Chitzen itza au cœur du Yucatán : voyager jusqu’à la pyramide de Kukulcán
Qu’est-ce qui pousse voyageurs et historiens à guetter une ombre glissant le long des marches d’une pyramide antique ? Chitzen itza, cité maya inscrite au patrimoine mondial, orchestre chaque année une illusion solaire qui défie le temps et rappelle la précision astronomique de ses bâtisseurs.
Parcourir la route bordée de ceibas entre Valladolid et Pisté revient à traverser un paysage karstique parsemé de petits villages yucatèques. Les collectivos quittent très tôt la gare routière, et les autobus plus confortables rejoignent le site en moins de deux heures depuis Mérida. D’autres curieux arrivent depuis la Riviera Maya après une excursion à Chitzen itza combinée avec un cenote voisin, profitant d’un lever de soleil encore léger sur la jungle. À l’entrée, la silhouette massive de la pyramide de Kukulcán, haute d’environ trente mètres, domine déjà la vaste esplanade.

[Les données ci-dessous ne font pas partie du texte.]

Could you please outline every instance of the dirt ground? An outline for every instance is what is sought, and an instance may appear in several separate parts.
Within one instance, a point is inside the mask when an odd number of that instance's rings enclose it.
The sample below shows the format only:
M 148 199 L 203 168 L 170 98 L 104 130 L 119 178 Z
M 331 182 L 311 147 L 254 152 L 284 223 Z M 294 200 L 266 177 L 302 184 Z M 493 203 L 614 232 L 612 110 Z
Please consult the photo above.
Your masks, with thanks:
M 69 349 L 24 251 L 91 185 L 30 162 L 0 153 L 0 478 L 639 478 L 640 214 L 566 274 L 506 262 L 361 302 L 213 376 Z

Quand le regard s’élève vers ses quatre escaliers, un détail frappe : quatre-vingt-dix-un marches sur chaque face et la plateforme sommitale composent les trois cent soixante-cinq jours du cycle solaire. Cette arithmétique architecturale s’étend à toute la cité ; chaque terrasse, chaque angle, chaque ornement répond à une observation céleste soigneusement intégrée dans la pierre.
Sous les marches, le serpent céleste se réveille aux équinoxes
Les chroniqueurs espagnols rapportaient déjà le récit d’un serpent lumineux ondulant sur la façade nord de la pyramide. Aujourd’hui, aux alentours du 20 mars et du 22 septembre, un jeu d’ombre et de lumière reconstitue la descente de Kukulcán : sept triangles d’ombre se forment successivement jusqu’à rejoindre la tête sculptée du reptile au pied de l’escalier. La mise en scène, visible deux à trois heures avant le coucher du soleil, illustre le retour du dieu-serpent venu bénir les semailles puis la récolte.
Cette vision n’est pas réservée aux seuls photographes ; elle se produit même lorsque le ciel reste voilé, tant que la clarté perce l’horizon ouest. Le silence qui saisit la foule lorsque la queue imaginaire rejoint la tête en pierre donne la mesure de l’habileté des astronomes mayas. Le monument matérialise un calendrier solaire mais signale aussi la connexion des hommes à l’invisible par une performance visuelle qui n’a rien perdu de sa force. D’année en année, l’événement attire près de vingt-cinq mille observateurs, rappelant que l’héritage scientifique maya résonne toujours. Une bonne raison de découvrir cette septième merveille du monde lors de votre excursion à Chitzen itza !
Cenote sacré et grand terrain de jeu de balle : échos d’un passé cérémoniel
À trois cents mètres au nord de la pyramide, la jungle s’ouvre brusquement sur un gouffre circulaire rempli d’eau vert émeraude. Le cenote sacré atteint deux cent mètres de diamètre d’est en ouest et près de trente de profondeur. Des recherches subaquatiques ont mis au jour des parures en or et obsidienne, témoins d’offrandes réalisées pour obtenir la faveur du dieu de la pluie, Chaac. L’atmosphère y demeure étonnamment calme, comme si les parois calcaires absorbaient les bruits du monde.
En regagnant l’esplanade, l’œil est attiré par les murs imposants du grand terrain de jeu de balle, long de plus de cent soixante-huit mètres. Un simple claquement de mains révèle l’acoustique parfaite : l’écho rebondit sept fois avant de s’éteindre, prouesse encore inexplicable. Le public prenait place sur les gradins extérieurs pour assister à un rituel sportif où l’honneur et le cosmologique se mêlaient. Plus au sud-ouest, le Caracol, observatoire cylindrique, dresse sa coupole ébréchée au-dessus des arbustes. Les fenêtres étroites cadrent des positions précises de Vénus et du Soleil, confirmant que Chitzen itza fonctionnait comme un gigantesque laboratoire céleste autant que comme un centre politique.
Chitzen itza : l’énigme du temps gravée dans la pierre
Quitter la place principale au crépuscule, lorsque la lumière pastel embrase la roche calcaire, laisse une impression de voyage suspendu. Le chemin de sortie traverse des bosquets d’arbres flamboyants où résonnent les cris rauques des motmots, puis se perd parmi les étals d’artisans yucatèques. Chitzen itza, site vibrant depuis plus de mille ans, continue de dévoiler son message : l’univers est un grand cadran, et un serpent lumineux suffit à rappeler la cadence subtile des saisons.